Once again, the Post Oak Hilton was sold out with participants from Scotland, and in visiting with more than just a few, I would characterize the mood among the attorneys as cautiously optimistic and the attitude among the business owners as somewhat more upbeat. Bank lawyers were more cautious and hopeful, cautious about the Scottish banks’ ability and willingness to lend, but hopeful that their reorganization would allow a return to normality. Merger and Acquisition attorneys were beginning to see some action, but still longed for the days just a few years ago when middle market deals were their constant companion. Lawyers and business people alike were happy to be a year down the road from the Deepwater Horizon, and optimistic that drilling should return to reasonable levels in the Gulf.

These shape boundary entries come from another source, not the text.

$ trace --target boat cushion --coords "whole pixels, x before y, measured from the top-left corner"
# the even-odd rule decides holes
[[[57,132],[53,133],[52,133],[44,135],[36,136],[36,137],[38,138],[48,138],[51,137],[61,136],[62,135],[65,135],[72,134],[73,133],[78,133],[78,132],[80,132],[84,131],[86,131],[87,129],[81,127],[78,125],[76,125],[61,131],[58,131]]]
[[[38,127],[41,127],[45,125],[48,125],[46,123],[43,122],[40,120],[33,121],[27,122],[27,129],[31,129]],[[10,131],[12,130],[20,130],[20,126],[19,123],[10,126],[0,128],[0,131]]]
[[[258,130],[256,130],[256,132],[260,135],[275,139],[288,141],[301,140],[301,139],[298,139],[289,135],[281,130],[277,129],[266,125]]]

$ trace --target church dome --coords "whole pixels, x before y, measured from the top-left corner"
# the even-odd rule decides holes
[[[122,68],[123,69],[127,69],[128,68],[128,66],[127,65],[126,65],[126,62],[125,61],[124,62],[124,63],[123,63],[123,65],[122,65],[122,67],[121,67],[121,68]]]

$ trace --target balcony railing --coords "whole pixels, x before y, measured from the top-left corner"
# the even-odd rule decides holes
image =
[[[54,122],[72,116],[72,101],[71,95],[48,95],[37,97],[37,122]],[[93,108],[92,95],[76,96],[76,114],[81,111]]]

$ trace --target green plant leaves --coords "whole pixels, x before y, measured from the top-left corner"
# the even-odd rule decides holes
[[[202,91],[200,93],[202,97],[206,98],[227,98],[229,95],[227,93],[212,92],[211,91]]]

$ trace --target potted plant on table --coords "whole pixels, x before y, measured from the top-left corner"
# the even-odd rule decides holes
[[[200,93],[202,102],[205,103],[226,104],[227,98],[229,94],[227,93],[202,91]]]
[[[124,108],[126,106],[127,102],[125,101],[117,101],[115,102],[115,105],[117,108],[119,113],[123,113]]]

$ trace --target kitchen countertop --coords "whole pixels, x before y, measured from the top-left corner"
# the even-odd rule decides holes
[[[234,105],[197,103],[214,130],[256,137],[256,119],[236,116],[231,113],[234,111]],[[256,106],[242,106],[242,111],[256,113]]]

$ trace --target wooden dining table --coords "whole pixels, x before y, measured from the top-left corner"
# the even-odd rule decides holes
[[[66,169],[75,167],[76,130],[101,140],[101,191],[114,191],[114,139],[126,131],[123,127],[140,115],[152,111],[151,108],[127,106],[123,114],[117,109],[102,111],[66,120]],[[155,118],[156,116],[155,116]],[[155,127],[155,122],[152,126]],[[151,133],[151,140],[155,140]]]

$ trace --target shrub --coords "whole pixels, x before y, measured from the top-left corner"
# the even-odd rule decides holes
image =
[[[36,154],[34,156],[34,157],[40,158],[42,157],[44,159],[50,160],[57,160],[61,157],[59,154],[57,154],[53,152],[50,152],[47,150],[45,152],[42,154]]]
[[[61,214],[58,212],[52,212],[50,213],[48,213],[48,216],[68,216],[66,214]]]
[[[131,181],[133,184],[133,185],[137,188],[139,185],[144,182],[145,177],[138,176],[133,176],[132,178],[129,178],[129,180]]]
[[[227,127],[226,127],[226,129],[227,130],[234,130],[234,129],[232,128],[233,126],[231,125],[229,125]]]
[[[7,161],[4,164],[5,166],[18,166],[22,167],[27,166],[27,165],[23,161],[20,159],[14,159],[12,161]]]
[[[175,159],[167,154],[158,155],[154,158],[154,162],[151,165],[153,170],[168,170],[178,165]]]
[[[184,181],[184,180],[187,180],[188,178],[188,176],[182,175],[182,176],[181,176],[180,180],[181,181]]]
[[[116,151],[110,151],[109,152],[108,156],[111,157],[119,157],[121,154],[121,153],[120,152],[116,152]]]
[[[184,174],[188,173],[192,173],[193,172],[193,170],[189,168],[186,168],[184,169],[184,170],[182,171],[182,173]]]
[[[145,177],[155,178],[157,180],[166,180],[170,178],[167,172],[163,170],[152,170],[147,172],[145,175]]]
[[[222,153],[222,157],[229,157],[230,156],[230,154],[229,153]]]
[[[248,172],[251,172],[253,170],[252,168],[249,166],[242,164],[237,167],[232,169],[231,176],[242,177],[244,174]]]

The week started on Saturday morning with the OTC kickoff breakfast sponsored by Houston Grampian Association and the British American Business Council. Bob Ruddiman, Head of Energy with McGrigors, focused on changing times as the key note speaker and was the first attorney I have heard give the address. For the visitors, there was Texas golf at its best that followed, as well as a chance to get some quality personal time with their business associates from Aberdeen. From there, it was seminars on the new UK Anti-Bribery laws presented by Aberdeen attorneys from two firms, the always rather excellent Simmons and Paull & Williamsons cocktail parties, as well as a variety of dinners, lunches and cups of coffee. Absent this year were our friends from the Schjødt firm in Norway, but we will look for them again next year.
All in all, for an American lawyer placing himself in the middle of hundreds of overseas visitors, OTC was a good time to renew old friendships and a time to be cautiously optimistic about the times to come.